La rétrospective met en lumière l’impact du contexte religieux sur l’œuvre de Ribera. Une salle présente, deux Lamentations sur le christ mort et une Piétà habilement mises en dialogue. Le réalisme de l’artiste résonne avec les préceptes du Concile de Trente, convoqué par le pape Paul III en réponse à la Réforme protestante. L’art devient un moyen de soutenir les dogmes catholiques pour attirer de nouveaux adeptes. Les toiles de Ribera conjuguent l’expression poignante de la douleur et la sincérité des visages, sont employées pour émouvoir le spectateur et l’inviter à l’adoration du divin. Le pathos dans l’oeuvre de l’artiste espagnol est mis en valeur par la représentation des figures issues du peuple, qu’il peint avec une rudesse assumée. Cette dimension s’accompagne de la spectacularisation de la violence, comme en témoignent ses scènes de torture et de mise à mort inspirées par l’Inquisition. Parmi elles, on trouve des œuvres telles que le Martyr de saint Barthélemy, Saint André ou Saint Sébastien, où les crucifixions et supplices s’inscrivent dans le contexte de la Contre-Réforme. Le réalisme cru de Ribera, accentué par sa matière empâtée, contraste avec sa production mythologique. Des œuvres comme Silène ivre, Vénus allongée ou Vénus et Adonis illustrent l’étendue de ses talents, démontrant sa capacité à explorer des registres variés. Après s’être fait connaître pour son ténébrisme et ses figures isolées, Ribera élargit son traitement de la lumière, qui finit par envelopper ses toiles dans leur totalité. Deux paysages bucoliques idéalisés, exposés en fin de parcours, invitent à la méditation sur l’œuvre de Ribera et rappellent son lien étroit avec les commandes espagnoles.

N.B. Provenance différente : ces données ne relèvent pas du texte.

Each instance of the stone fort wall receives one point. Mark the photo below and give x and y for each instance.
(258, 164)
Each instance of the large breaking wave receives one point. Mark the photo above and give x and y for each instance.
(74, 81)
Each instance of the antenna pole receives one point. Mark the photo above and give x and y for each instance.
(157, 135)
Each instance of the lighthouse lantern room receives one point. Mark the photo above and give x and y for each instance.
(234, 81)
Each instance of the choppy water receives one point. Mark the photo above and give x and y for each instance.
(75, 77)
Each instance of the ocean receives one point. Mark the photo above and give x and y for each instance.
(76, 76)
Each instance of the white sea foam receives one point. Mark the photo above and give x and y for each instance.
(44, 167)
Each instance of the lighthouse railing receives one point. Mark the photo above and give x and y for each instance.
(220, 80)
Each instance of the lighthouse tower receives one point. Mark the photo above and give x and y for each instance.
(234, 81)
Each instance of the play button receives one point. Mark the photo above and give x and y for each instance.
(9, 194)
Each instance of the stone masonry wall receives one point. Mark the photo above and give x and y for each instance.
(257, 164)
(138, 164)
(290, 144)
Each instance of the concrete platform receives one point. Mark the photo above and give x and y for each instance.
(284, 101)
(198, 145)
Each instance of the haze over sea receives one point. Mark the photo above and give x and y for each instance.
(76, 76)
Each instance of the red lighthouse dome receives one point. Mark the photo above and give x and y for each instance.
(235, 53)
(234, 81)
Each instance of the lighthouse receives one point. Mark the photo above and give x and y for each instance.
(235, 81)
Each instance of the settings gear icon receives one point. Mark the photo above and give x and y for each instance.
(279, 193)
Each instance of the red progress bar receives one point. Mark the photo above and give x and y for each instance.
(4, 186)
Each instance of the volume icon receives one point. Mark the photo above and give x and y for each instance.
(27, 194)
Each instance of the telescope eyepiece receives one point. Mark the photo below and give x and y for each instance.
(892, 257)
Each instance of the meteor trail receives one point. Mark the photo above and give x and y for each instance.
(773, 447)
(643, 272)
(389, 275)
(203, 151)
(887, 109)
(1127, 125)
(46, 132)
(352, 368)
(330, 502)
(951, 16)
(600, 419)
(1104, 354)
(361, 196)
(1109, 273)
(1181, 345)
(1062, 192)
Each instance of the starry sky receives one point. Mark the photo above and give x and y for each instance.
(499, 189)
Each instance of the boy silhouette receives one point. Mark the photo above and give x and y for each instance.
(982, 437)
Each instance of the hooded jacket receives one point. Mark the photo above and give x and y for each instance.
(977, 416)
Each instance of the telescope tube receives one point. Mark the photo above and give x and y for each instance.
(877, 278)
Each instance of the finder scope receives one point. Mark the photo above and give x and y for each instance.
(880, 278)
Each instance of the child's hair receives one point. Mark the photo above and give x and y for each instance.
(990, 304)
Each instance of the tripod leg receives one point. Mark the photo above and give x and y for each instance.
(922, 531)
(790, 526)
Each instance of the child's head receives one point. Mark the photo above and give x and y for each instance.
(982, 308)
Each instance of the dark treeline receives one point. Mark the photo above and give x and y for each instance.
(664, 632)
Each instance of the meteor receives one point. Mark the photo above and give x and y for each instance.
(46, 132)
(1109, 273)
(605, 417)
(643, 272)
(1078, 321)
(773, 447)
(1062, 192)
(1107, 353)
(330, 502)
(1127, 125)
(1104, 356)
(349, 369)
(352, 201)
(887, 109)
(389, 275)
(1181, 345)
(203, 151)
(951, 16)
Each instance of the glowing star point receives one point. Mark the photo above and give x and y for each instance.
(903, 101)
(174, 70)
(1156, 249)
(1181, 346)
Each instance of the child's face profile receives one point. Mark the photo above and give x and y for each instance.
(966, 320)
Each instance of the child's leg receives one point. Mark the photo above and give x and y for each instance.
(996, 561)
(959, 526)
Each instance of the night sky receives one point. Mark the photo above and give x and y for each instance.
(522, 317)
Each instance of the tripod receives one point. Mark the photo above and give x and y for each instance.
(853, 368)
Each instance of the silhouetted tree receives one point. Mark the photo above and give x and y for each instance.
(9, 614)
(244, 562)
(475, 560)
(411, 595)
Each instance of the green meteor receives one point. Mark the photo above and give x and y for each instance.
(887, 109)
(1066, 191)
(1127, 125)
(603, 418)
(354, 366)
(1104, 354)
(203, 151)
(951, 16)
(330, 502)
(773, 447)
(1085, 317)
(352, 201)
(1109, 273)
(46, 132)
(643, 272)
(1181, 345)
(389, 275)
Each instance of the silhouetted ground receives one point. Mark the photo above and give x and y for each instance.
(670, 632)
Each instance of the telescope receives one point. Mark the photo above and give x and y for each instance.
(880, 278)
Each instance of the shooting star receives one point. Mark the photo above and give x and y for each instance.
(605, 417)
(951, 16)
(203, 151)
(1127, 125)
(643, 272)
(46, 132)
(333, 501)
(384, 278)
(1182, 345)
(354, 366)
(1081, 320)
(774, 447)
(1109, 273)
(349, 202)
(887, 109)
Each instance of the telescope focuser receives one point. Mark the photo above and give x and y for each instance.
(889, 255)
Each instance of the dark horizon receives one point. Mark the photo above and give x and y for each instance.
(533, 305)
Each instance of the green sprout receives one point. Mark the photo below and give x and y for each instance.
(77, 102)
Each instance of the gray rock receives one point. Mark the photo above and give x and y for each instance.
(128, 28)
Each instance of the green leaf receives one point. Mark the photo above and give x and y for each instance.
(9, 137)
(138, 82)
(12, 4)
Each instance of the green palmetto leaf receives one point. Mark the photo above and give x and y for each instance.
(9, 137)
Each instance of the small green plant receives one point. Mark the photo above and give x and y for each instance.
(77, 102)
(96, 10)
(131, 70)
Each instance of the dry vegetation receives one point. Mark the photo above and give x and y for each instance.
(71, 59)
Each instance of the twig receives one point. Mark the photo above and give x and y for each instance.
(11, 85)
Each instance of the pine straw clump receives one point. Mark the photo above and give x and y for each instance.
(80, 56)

Le style âpre du plus « féroces interprètes du Caravage » est mis en avant dans cette exposition. Elle illustre comment cet artiste d’origine espagnole, issu des bas-fonds de Rome, a su accéder au succès et à la reconnaissance. Né dans les ténèbres, son œuvre, en constante évolution, témoigne de la manière dont Ribera s’élève vers la lumière.